Context provided: Process title, question text, the specific option selected, and a note explaining the filtering.
Sensemaking Use:
Understand the reasoning behind a specific choice (e.g., why people selected "Strongly Agree").
Identify common themes in comments from people who made the same choice.
Goal: Gain insight into the values and reasoning that drive specific legislative preferences.
6. Collaborative Legislation Proposal
What's analysed: Comments written by users on a proposal within a collaborative legislation process.
Context provided: Process title, proposal text, and vote counts are included in the context.
Sensemaking Use:
Run analysis per proposal to see specific feedback on draft text.
Group feedback into "Drafting suggestions" (grammar/wording) vs. "Substantive objections" (policy intent).
Goal: Help legal drafters quickly identify which proposals are controversial and why.
Special Cases: Analysing Proposal/Investment Texts
For these target types, Sensemaker analyses the texts/descriptions of proposals or investments themselves (not comments on them), treating each proposal/investment as a "comment" in the conversation.
7. All Citizen Proposals
What's analysed: The title and description text of all citizen proposals submitted to the platform (not comments on proposals).
Context provided: A note explaining that these are citizen proposals submitted to the platform.
Sensemaking Use:
Use semantic similarity to find duplicate or related proposals (e.g., 50 different people suggesting bike lanes).

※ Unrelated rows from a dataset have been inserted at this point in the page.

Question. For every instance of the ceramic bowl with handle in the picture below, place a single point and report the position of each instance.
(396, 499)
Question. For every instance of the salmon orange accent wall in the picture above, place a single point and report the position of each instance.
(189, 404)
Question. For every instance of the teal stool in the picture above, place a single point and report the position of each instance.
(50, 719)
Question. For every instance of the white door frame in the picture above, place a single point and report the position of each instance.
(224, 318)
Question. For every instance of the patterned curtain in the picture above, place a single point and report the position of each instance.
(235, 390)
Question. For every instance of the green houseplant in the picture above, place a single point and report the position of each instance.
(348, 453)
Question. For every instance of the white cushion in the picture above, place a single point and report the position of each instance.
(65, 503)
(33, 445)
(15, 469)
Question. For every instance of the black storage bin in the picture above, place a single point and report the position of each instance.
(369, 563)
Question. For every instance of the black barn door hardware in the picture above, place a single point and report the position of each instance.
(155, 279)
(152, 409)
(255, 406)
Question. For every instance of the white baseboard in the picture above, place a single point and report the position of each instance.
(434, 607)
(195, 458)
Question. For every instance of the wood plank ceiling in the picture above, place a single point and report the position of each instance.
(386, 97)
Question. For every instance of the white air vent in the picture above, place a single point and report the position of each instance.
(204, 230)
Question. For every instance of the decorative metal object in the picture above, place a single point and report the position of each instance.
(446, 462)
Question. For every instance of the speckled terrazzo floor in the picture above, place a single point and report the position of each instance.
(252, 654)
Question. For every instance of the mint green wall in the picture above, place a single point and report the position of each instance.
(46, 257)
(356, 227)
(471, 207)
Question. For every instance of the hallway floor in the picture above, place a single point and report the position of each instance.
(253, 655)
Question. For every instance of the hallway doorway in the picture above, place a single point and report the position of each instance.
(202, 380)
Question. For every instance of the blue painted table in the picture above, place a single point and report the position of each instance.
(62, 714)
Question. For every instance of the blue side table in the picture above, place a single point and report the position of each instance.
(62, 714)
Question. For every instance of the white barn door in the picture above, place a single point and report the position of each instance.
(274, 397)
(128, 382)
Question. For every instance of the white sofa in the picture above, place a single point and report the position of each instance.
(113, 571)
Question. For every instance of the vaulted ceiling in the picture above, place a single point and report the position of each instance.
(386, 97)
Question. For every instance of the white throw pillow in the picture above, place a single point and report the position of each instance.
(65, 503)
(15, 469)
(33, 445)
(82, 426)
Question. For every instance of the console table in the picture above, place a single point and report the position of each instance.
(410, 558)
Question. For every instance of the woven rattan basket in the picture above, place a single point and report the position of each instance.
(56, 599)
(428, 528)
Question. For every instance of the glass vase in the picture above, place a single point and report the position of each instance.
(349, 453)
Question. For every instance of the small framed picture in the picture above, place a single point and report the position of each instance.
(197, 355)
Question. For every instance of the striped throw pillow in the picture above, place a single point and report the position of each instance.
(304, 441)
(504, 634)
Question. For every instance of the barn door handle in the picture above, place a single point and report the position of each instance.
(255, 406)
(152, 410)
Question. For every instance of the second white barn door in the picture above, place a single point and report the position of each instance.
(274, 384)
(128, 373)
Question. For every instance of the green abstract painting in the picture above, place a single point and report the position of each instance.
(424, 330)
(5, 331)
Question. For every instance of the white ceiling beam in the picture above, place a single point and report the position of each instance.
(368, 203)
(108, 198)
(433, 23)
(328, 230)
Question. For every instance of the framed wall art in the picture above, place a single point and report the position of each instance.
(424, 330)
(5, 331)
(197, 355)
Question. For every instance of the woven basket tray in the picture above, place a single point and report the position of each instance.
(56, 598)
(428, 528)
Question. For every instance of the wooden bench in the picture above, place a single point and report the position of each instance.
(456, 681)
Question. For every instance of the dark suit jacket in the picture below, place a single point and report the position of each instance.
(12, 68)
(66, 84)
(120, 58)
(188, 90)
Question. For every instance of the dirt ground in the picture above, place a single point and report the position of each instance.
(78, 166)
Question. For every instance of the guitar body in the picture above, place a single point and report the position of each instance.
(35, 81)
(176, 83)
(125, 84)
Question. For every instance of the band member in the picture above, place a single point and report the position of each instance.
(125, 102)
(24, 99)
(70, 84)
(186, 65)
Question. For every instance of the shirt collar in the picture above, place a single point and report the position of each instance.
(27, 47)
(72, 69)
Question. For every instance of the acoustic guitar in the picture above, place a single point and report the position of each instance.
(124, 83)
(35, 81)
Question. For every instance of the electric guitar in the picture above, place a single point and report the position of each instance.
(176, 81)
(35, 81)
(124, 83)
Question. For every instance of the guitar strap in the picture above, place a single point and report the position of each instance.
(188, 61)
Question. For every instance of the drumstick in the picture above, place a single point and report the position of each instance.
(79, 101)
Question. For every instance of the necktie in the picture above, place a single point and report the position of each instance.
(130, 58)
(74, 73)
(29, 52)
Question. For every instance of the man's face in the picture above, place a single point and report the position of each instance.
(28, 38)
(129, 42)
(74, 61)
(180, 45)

Thematic Grouping: Cluster proposals to see demand by category (Environment, Housing) before manual categorisation.
Goal: Reduce the "noise" of duplicate proposals and help the analyst gauge the volume of demand for specific themes.
8. Participatory Budget
What's analysed: The title and description text of all investment proposals within a budget process (not comments on investments).
Context provided: Budget name and phase are included in the context. Each investment is converted into a comment-like item, with vote padding to ensure all investments are included.
Sensemaking Use:
Analyse investment descriptions to understand the values driving requests (e.g., are people asking for parks because of health or social connection?).
Identify thematic clusters of similar investment proposals.
Goal: Align budget allocation not just with project counts, but with the underlying community needs expressed in descriptions.
9. Participatory Budgets by Group
What's analysed: The title and description text of investment proposals within a specific budget group (e.g., "Environment", "Transport")—not comments on investments.
Context provided: Group name and parent budget information are included in the context. Each investment is converted into a comment-like item, with vote padding.
Sensemaking Use:
Understand themes within a specific budget category.
Compare priorities across different budget groups.
Goal: Gain deeper insight into community priorities within specific budget categories.